Globe projects completing its tower sale and leaseback deal by the end of this year, the fourth such transaction coming off only six months from when the first three tower sales were first initiated.
Its completion, the telecommunications company said, will help it achieve positive free cash flows in 2025 and further strengthen its financial position.
According to the telco, it has transferred 88 percent of the towers as of end-July this year and generated P85.2 billion in gross proceeds that helped it underwrite various strategic initiatives.
Also, as part of the strategy to optimize capital deployment, Globe slowed down its capital expenditures (capex) investment by 25 percent in the first six months this year in keeping with the goal to achieve positive cash flow next year.
Rizza Maniego-Eala, Globe chief finance officer, expressed confidence in the timeline for the completion of the sale.
“We are aiming to complete 100 percent of our tower sale by this year. However, even if we only reach about 92 percent by December, we will still be on track, considering that the fourth tranche of our tower sale came six months after the first three transactions,” she said.
The tower sale, which started in 2022, has seen significant progress throughout 2024. Globe successfully transferred an additional 48 towers to Phil-Tower Consortium, Inc. (PhilTower) in June for approximately P710 million.
In the same month, Globe handed over 140 towers to Miescor Infrastructure Development Corporation (MIDC) for P1.68 billion. Simultaneously, 187 towers were transferred to Frontier Towers for approximately P2.38 billion.
By July, Globe completed the transfer of the last batch of 1,037 sites to Frontier Towers for P13.17 billion, marking the full completion of its tower sale and leaseback deal with the company.
In his recent state of the nation address, President Ferdinand Marcos, Jr. emphasized the importance of common towers for national connectivity, a strategy that Globe president and CEO Ernest Cu fully supports.
“This (the President’s statement) reinforced Globe’s strategy of using common towers. We believe in the concept that shared tower cost and shared tower build reduces the capex requirements for the telcos. We hope that with the reduced capex requirement, we’ll be able to collectively put up more towers between the towercos and us,” Cu said.
With the tower sale almost completed, Globe’s financial outlook remains optimistic.
“Our free cash flow after interest payments for the second quarter of 2024 already entered positive territory, which included proceeds from our tower sale initiative,” said Maniego-Eala.
She added: “We expect the momentum coming from strong operating cash flows to continue through to next year, driven by both top-line growth and our efforts on cost and investment optimization. This positions us to continue posting free cash flow positive results in 2025, even without one-offs.”
To achieve sustainable free cash flow, Globe invested P23.8 billion in capex in the first half of 2024, a 25 percent drop from 2023, consistent with its capex guidance of USD 1 billion this year as part of its sustainable capex spending strategy.

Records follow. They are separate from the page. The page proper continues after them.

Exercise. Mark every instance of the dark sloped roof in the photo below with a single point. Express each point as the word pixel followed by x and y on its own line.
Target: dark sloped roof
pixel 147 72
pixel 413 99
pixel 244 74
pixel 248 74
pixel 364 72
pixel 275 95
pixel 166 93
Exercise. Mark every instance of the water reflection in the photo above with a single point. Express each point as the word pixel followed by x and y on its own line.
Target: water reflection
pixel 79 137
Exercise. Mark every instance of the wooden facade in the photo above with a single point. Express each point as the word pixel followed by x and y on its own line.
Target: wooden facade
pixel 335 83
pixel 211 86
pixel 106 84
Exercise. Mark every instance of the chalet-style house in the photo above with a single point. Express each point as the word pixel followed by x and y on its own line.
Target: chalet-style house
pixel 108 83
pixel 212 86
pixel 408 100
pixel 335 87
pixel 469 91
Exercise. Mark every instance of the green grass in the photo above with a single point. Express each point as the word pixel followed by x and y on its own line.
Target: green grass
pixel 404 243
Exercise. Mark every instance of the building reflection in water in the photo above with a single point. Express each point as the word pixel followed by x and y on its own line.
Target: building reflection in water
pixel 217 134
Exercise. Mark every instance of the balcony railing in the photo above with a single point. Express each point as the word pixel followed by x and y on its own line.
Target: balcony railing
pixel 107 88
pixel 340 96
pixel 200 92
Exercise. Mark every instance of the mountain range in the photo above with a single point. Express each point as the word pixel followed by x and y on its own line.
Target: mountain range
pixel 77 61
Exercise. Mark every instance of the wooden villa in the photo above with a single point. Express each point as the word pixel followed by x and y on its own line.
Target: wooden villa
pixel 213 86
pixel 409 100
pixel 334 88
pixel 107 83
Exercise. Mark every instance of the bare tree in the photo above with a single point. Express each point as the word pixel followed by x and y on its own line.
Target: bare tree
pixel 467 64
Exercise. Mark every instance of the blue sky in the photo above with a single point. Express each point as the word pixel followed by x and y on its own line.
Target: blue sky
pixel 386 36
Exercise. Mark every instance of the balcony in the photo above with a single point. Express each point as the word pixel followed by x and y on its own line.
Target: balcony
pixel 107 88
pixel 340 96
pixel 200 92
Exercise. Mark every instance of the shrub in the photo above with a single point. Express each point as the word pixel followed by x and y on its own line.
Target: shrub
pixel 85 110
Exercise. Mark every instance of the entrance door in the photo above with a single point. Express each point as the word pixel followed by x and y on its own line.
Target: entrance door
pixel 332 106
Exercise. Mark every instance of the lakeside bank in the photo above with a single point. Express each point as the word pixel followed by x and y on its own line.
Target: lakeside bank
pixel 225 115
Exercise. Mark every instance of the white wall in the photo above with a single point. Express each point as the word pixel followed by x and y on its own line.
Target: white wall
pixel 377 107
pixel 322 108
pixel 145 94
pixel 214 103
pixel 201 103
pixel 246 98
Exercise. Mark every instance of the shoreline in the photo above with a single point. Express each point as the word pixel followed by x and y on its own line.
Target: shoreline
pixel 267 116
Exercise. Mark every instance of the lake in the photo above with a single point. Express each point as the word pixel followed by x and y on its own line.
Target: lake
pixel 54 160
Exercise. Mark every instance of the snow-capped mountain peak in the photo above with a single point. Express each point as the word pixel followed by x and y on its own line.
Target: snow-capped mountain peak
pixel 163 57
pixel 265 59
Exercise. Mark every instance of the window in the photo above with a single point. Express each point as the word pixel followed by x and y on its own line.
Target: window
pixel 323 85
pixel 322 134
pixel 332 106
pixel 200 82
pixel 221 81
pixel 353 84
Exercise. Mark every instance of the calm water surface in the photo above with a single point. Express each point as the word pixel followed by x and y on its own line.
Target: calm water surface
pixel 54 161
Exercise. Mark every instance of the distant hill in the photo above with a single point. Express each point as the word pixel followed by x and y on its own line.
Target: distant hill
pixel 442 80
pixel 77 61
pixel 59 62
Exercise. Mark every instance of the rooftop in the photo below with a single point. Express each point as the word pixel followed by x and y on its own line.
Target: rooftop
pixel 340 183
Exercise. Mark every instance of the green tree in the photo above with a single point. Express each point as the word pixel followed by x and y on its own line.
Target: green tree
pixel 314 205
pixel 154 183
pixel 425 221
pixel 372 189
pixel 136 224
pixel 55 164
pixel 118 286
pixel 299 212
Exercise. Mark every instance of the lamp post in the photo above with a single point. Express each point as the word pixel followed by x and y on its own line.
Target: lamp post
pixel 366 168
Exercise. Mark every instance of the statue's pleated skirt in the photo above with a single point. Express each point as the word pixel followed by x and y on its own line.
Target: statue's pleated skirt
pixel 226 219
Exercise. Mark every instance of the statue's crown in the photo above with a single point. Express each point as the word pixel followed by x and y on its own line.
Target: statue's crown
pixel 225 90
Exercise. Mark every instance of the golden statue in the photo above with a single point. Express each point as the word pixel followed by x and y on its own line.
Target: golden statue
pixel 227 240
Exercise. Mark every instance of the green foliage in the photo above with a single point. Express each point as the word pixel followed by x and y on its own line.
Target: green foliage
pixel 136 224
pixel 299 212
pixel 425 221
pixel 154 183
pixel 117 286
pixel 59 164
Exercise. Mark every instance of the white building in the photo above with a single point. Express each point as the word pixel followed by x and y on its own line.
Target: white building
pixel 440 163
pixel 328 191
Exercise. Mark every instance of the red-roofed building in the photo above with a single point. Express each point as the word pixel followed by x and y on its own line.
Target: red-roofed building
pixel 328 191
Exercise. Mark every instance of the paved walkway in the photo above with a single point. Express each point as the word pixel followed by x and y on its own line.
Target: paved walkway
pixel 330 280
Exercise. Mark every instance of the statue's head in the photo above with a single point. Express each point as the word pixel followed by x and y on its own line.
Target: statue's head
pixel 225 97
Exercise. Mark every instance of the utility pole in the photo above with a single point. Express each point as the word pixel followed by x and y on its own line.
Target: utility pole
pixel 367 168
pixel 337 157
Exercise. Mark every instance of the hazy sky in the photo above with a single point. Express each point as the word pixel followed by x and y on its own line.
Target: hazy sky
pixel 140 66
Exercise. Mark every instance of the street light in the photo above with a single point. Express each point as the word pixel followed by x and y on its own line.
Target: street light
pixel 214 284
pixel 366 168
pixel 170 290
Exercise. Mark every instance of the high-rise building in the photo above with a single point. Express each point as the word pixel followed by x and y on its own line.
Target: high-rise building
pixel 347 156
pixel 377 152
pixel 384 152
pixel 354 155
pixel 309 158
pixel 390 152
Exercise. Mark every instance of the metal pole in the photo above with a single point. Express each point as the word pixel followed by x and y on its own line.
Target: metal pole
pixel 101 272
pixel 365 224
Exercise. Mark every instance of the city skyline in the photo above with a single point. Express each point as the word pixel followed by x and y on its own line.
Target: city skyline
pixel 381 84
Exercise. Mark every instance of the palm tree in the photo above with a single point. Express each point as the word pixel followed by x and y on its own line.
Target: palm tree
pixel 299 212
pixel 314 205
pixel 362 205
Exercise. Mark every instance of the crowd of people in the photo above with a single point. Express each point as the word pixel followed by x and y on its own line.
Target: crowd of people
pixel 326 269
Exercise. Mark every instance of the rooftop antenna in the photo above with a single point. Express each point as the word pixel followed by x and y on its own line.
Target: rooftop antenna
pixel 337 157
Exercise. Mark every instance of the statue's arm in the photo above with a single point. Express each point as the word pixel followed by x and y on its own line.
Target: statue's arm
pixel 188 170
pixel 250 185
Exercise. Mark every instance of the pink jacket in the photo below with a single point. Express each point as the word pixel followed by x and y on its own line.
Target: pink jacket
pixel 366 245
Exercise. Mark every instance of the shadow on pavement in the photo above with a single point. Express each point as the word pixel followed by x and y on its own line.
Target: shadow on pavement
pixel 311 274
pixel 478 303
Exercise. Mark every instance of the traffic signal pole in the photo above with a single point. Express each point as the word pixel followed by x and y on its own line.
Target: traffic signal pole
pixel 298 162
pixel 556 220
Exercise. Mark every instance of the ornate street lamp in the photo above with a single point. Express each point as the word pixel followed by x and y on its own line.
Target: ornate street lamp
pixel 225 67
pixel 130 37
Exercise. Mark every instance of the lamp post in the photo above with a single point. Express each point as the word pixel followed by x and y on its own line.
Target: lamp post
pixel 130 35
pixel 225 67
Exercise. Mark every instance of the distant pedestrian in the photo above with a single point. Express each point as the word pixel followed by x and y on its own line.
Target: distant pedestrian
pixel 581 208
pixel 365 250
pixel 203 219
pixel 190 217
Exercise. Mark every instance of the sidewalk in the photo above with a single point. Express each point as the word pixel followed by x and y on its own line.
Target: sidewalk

This capex investment, equivalent to just 34 percent of Globe’s topline, marks a significant decrease from the 44 percent capex-to-revenue ratio in 2023. Globe aims to return to the industry’s average levels, targeting a capex-to-revenue ratio of 30-35 percent for the year.
As Globe continues to optimize its investments, the company is poised to maintain its leadership in the telecom sector while ensuring sustainable growth and profitability in the years ahead.